The judge wrote “that failure to maintain and secure the centreline tunnel bulkhead door permitted water to flow into the centreline tunnel, causing the bow to sit lower in the water; and that in turn permitted more water to enter through larger holes which had initially been above the water line.

“Without question, the sole cause of the accident was the unseaworthiness of the barge. There was nothing to suggest that Capt. [Carl] Strom’s seamanship, or some other intervening factor, contributed to its cause.”

Saunderson said maritime law places responsibility for seaworthiness with the owner of the barge.

He said Leroy’s testimony that he knew nothing about the condition of the barge “strains credulity.”

“Casting him in the most favourable light, he was negligent,” Saunderson said. “More likely, he was wilfully blind. At worst, he was lying about the state of his knowledge.

“Regardless of which conclusion one accepts, no defence to the charges was offered on behalf of the company. There is no evidence that Mr. Leroy, or anyone on behalf of his company, considered the matter of the seaworthiness of the barge for the voyage, or took any steps in that regard.”

The charges included:

n Unlawfully discharging oil into Johnstone Strait in violation of the Canada Shipping Act.

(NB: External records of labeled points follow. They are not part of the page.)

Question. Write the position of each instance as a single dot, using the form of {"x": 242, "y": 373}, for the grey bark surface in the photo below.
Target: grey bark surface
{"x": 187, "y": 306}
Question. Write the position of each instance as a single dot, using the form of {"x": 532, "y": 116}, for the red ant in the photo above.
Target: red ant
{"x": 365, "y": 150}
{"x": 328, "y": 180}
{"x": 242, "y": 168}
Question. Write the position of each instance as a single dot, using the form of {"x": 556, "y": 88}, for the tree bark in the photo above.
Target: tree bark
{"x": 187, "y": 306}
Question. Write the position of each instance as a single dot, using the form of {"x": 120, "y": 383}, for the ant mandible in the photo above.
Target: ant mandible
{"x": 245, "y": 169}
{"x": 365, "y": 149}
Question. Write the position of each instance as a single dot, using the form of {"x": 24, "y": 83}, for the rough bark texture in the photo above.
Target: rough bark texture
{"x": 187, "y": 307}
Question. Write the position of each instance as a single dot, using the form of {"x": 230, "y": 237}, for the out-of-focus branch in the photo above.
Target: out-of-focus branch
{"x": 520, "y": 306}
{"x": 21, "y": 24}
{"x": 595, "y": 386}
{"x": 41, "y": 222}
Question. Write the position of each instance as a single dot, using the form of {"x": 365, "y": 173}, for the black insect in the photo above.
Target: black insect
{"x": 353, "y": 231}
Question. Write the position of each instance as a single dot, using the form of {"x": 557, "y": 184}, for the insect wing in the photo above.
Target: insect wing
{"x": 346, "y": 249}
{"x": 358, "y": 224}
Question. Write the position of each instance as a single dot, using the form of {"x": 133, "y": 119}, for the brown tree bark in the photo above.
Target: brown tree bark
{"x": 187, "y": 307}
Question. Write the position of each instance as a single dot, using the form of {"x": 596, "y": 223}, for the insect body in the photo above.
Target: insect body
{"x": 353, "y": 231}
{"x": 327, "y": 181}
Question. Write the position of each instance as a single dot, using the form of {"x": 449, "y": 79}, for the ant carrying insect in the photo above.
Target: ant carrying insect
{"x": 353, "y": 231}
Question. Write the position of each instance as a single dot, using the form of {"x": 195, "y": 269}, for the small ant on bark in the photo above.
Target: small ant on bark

n Unlawfully discharging oil into waters frequented by fish in violation of the Fisheries Act.

n Unlawfully discharging oil into waters frequented by migratory birds in violation of the Migratory Birds Convention Act.

Similar charges against the tugboat company Gowlland Towing and Strom were dismissed.

A Chemainus-based logging contractor, Ted Leroy Trucking filed for bankruptcy protection four months after the spill.

A high-tech salvage operation funded by the provincial and federal governments last May recovered the tanker truck and most of the diesel oil from the bottom of Johnston Strait.